Take any data revenue line and ask one question. If the partner or buyer stopped doing the enrichment tomorrow, would the buyer pay the same price for the asset by itself? If yes, the rake is yours and the architecture is sound. If no, the rake belongs to whoever does the work, and the contract is a lagging indicator of a decision made years ago. Most operators, running this test honestly, discover they are not in the data business they thought they were in. They are supplying to whoever does the enriching. The data business sits one layer downstream, owned by someone else.
Enrichment moves toward whoever invests in it. An asset enriched today by a partner is enriched tomorrow by the buyer, the moment the buyer’s internal capability can do without the partner. The default is toward the buyer, who is closer to the use case, and whose incentive to invest is permanent. The owner who does not invest watches the rake migrate.
Three structural defences slow this, and they are the only three. Each is a form of prior investment that no single buyer can independently replicate. The first is cross-customer scale: Bloomberg has done enrichment on financial data for forty years and no trading desk has internalised it; the cross-issuer, cross-counterparty view depends on being outside any single buyer. The credit bureaus sit here.
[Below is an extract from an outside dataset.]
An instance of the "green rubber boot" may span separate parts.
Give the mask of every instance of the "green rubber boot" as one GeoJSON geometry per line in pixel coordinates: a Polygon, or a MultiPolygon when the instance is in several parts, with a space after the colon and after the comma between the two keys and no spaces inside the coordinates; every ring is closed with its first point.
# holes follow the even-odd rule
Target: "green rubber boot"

Nielsen sits here for television measurement. The second is regulatory authorisation: where enrichment requires a licence buyers cannot independently hold – PHI tokenisation, certain banking compliance flows, certain rights-cleared content – the licence itself is the moat. The third is real-time operational integration: where the cost of failure exceeds the cost of dependence – weather feeds inside airline operations, exchange feeds inside trading systems, authorisation feeds inside payment networks – the risk arithmetic forbids internalisation.
If your enrichment edge is one of those three, the rake is durable. If it is not, the trajectory applies. The default for a data licensing business in 2026 is the trajectory. The exceptions are a small, identifiable set, and most operators who think they sit inside one of them do not.
Without investment, today’s rake is a depreciating lease.
The power to invert this is always with the asset owner. The owner decides the boundary of the asset, the level of enrichment, and the form in which the asset ships. The combination determines the rake. The decision is architectural, not contractual. Walmart Connect is the visible case: Walmart built an anonymised, enriched, productised advertising layer on its own first-party data and sold directly to brands. It did not negotiate a better rake from the agencies; it built a position from which the agencies were never going to extract one. Most asset owners do not make these choices deliberately. They drift into letting the partner do the enrichment and frame the resulting low rake as a partnership problem. The architecture they did not design is the architecture they got.
The correction is not commercial. It is architectural. The operator internalises the enrichment, builds the enrichability into the asset itself, or accepts the rake the current configuration produces and stops being surprised by it. There is no fourth option. There is no negotiation that substitutes for the design decision, and the operator who keeps signing partnerships hoping the next term sheet will rescue what the architecture gave away will be wrong again at the next renewal.
The rake is decided before the negotiation. The negotiation only discovers it.